Some of the calmer terrier breeds like the Airedale, Scottish terriers or Sealyham or Cesky terriers would also match a more relaxed lifestyle. Miniature poodles are also popular choices, as are Beagles, Schnauzers, Shetland Sheepdogs and Dachshunds.
Are you older or less active?
Maybe you are older or less active and just don’t have the energy or ability to expend walking and exercising a dog multiple times a day? In this case, many of the smaller breeds like French Bulldogs, Pomeranians, Papillons, Chihuahuas, and Boston Terriers do just fine in a mostly indoor setting. Some dogs like the Pekinese really prefer to be a couch ornament. Also, Cavalier King Charles Spaniels are sparky little dogs who make excellent family pets and do well in smaller environments, but can still enjoy a run at the park or a long walk.

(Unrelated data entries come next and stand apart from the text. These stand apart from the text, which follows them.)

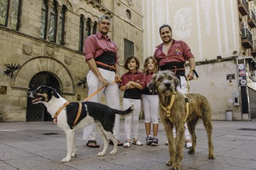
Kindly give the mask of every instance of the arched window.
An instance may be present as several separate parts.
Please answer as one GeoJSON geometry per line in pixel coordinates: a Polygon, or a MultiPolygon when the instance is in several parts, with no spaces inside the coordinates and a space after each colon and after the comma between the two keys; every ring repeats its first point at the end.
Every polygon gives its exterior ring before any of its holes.
{"type": "Polygon", "coordinates": [[[79,51],[83,52],[83,30],[84,30],[84,21],[85,17],[83,15],[81,15],[80,17],[80,26],[79,26],[79,51]]]}
{"type": "Polygon", "coordinates": [[[64,45],[64,28],[65,28],[65,14],[67,7],[65,6],[62,6],[61,12],[59,16],[59,40],[58,44],[60,45],[64,45]]]}
{"type": "Polygon", "coordinates": [[[21,0],[0,1],[0,25],[19,30],[21,0]],[[8,14],[11,12],[10,16],[8,14]],[[9,24],[8,23],[9,20],[9,24]]]}
{"type": "Polygon", "coordinates": [[[98,23],[96,22],[94,22],[93,26],[93,34],[96,34],[96,33],[97,32],[97,24],[98,23]]]}
{"type": "Polygon", "coordinates": [[[91,35],[91,22],[92,20],[90,18],[88,18],[87,22],[86,22],[86,30],[87,31],[87,36],[91,35]]]}
{"type": "Polygon", "coordinates": [[[48,14],[48,6],[47,0],[43,1],[42,9],[41,12],[41,29],[39,37],[41,39],[46,39],[47,29],[47,16],[48,14]]]}
{"type": "Polygon", "coordinates": [[[56,42],[57,30],[57,10],[58,3],[56,1],[53,2],[53,6],[50,9],[50,18],[49,25],[49,41],[53,42],[56,42]]]}

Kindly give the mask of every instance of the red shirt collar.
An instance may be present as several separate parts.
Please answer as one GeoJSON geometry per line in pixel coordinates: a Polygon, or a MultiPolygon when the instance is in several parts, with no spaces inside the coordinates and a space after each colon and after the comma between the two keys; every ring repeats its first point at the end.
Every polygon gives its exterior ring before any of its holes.
{"type": "MultiPolygon", "coordinates": [[[[96,34],[97,34],[97,36],[98,36],[98,38],[99,39],[101,39],[101,37],[103,37],[103,38],[105,38],[103,36],[103,34],[101,34],[100,32],[98,32],[98,33],[96,33],[96,34]]],[[[107,36],[106,36],[106,39],[107,39],[107,40],[108,40],[108,39],[110,39],[109,36],[108,35],[107,35],[107,36]]]]}

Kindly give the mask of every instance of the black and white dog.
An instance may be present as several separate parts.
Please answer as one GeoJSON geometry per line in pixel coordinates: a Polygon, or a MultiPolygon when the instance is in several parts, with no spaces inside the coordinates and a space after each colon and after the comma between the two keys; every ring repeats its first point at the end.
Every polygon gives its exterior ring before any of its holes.
{"type": "Polygon", "coordinates": [[[40,86],[35,91],[28,92],[28,96],[33,99],[32,102],[34,104],[43,103],[52,118],[55,118],[58,126],[65,132],[67,136],[67,156],[61,162],[68,162],[71,157],[77,155],[75,129],[83,128],[94,123],[98,125],[99,132],[104,142],[104,148],[101,152],[98,153],[98,156],[104,156],[106,153],[109,145],[107,137],[114,143],[114,149],[109,154],[116,154],[117,139],[113,133],[115,114],[128,115],[133,110],[134,107],[132,105],[127,110],[121,111],[92,102],[81,102],[82,107],[80,107],[79,102],[70,102],[67,104],[67,101],[61,97],[55,89],[46,86],[40,86]],[[79,112],[80,112],[80,115],[77,118],[79,112]],[[58,113],[57,116],[56,113],[58,113]],[[75,124],[74,122],[76,122],[75,124]]]}

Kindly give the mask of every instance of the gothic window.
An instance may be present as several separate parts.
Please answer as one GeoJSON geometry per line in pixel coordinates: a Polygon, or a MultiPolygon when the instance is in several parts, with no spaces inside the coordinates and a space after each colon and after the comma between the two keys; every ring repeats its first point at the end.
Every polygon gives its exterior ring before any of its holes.
{"type": "Polygon", "coordinates": [[[19,30],[20,23],[20,0],[12,0],[12,10],[11,12],[11,28],[13,30],[19,30]]]}
{"type": "Polygon", "coordinates": [[[87,22],[86,22],[86,30],[87,31],[87,36],[89,36],[91,35],[91,22],[92,20],[88,18],[87,22]]]}
{"type": "Polygon", "coordinates": [[[96,34],[96,33],[97,32],[97,24],[98,23],[96,22],[94,22],[93,26],[93,34],[96,34]]]}
{"type": "Polygon", "coordinates": [[[19,30],[21,0],[0,1],[0,25],[19,30]],[[9,16],[10,14],[10,16],[9,16]],[[8,20],[9,20],[9,25],[8,20]]]}
{"type": "Polygon", "coordinates": [[[0,1],[0,25],[6,26],[8,17],[9,1],[0,1]]]}
{"type": "Polygon", "coordinates": [[[126,10],[126,17],[127,17],[128,19],[130,20],[130,10],[127,9],[126,10]]]}
{"type": "Polygon", "coordinates": [[[50,9],[50,17],[49,25],[49,41],[56,42],[56,29],[57,29],[57,2],[53,2],[53,6],[50,9]]]}
{"type": "Polygon", "coordinates": [[[64,45],[65,14],[66,14],[66,9],[67,9],[67,7],[65,6],[63,6],[61,9],[60,16],[59,16],[58,44],[62,46],[64,45]]]}
{"type": "Polygon", "coordinates": [[[47,4],[47,0],[43,0],[41,12],[41,29],[40,34],[39,35],[39,37],[44,39],[46,38],[48,13],[48,6],[47,4]]]}
{"type": "Polygon", "coordinates": [[[134,55],[134,42],[124,39],[124,61],[130,55],[134,55]]]}
{"type": "Polygon", "coordinates": [[[83,15],[81,15],[80,17],[80,26],[79,26],[79,51],[83,52],[83,30],[84,30],[84,20],[85,17],[83,15]]]}

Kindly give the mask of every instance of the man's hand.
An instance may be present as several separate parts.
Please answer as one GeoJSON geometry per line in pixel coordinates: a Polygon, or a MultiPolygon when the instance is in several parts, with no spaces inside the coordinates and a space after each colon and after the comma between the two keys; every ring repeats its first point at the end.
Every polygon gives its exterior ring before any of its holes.
{"type": "Polygon", "coordinates": [[[107,87],[108,86],[108,83],[106,81],[106,79],[105,79],[101,75],[98,76],[98,78],[100,82],[101,82],[102,85],[104,86],[104,87],[107,87]]]}
{"type": "Polygon", "coordinates": [[[189,71],[189,74],[187,75],[187,79],[189,78],[189,80],[190,81],[192,79],[194,79],[194,72],[193,71],[189,71]]]}

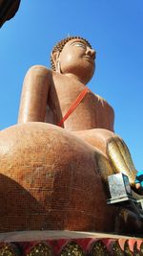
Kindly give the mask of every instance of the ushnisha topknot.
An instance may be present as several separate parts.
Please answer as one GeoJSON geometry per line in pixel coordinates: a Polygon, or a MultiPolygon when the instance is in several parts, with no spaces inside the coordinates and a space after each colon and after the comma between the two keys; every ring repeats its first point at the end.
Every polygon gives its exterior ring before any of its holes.
{"type": "Polygon", "coordinates": [[[61,53],[65,44],[67,42],[69,42],[70,40],[72,39],[81,39],[81,40],[84,40],[88,46],[90,46],[90,48],[92,48],[92,45],[89,43],[89,41],[81,36],[68,36],[62,40],[60,40],[59,42],[57,42],[57,44],[52,48],[52,51],[51,51],[51,69],[53,71],[55,71],[55,65],[54,65],[54,62],[52,60],[52,54],[55,53],[55,52],[59,52],[61,53]]]}

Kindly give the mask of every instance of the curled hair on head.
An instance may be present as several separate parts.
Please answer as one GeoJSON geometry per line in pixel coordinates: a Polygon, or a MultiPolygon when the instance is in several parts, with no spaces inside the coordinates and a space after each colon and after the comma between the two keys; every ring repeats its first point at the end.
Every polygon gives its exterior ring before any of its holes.
{"type": "Polygon", "coordinates": [[[81,39],[81,40],[84,40],[84,41],[87,43],[87,45],[88,45],[90,48],[92,48],[92,45],[89,43],[89,41],[88,41],[87,39],[81,37],[81,36],[68,36],[68,37],[66,37],[66,38],[60,40],[60,41],[57,42],[57,44],[52,48],[51,55],[51,69],[52,69],[53,71],[55,71],[55,65],[54,65],[54,62],[53,62],[53,59],[52,59],[52,55],[53,55],[53,53],[55,53],[55,52],[59,52],[59,53],[61,53],[62,50],[63,50],[63,48],[64,48],[64,46],[65,46],[65,44],[66,44],[67,42],[69,42],[70,40],[72,40],[72,39],[81,39]]]}

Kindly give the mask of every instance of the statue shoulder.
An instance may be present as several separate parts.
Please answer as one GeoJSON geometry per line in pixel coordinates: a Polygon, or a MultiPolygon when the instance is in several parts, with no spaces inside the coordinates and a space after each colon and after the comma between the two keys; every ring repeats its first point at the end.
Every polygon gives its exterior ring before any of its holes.
{"type": "Polygon", "coordinates": [[[48,69],[46,66],[44,65],[33,65],[31,67],[30,67],[30,69],[28,70],[27,74],[39,74],[39,75],[48,75],[48,74],[52,74],[51,69],[48,69]]]}

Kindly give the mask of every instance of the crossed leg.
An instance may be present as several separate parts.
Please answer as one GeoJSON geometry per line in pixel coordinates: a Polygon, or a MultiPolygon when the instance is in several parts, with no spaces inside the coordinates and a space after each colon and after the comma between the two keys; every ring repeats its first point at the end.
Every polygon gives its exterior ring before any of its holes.
{"type": "Polygon", "coordinates": [[[125,142],[112,131],[103,128],[73,131],[73,133],[101,151],[109,159],[112,173],[123,173],[134,188],[136,170],[125,142]]]}

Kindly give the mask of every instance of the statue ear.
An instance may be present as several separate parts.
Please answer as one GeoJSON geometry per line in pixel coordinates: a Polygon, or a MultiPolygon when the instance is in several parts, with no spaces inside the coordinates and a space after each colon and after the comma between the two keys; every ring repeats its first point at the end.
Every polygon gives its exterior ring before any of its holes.
{"type": "Polygon", "coordinates": [[[58,71],[59,55],[60,55],[60,52],[58,52],[58,51],[51,53],[51,58],[52,58],[52,61],[54,63],[56,71],[58,71]]]}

If you are set on a breed or type of dog that maybe just doesn’t suit your quieter lifestyle, consider adopting or rescuing a senior citizen of that breed. Senior dogs still require exercise but less so, and you will be giving them a loving forever home.
Research and don’t rush
Don’t forget, the internet is full of sites that will help you choose the right dog for you. Most of them will choose purebreds, but never forget that there are thousands of dogs in shelters and rescues that are just waiting for their forever homes! Many of them are purebred, but most often they are mixed breeds. It’s good to remember that a mixed breed dog will give some hint of his heritage just by his appearance and behaviours, so you will have some idea what to expect when you bring him home.
Most importantly, take your time when you are looking for your perfect match. There is no reason to hurry and the chances are better for a successful match if you don’t rush things. The perfect dog is out there for you somewhere!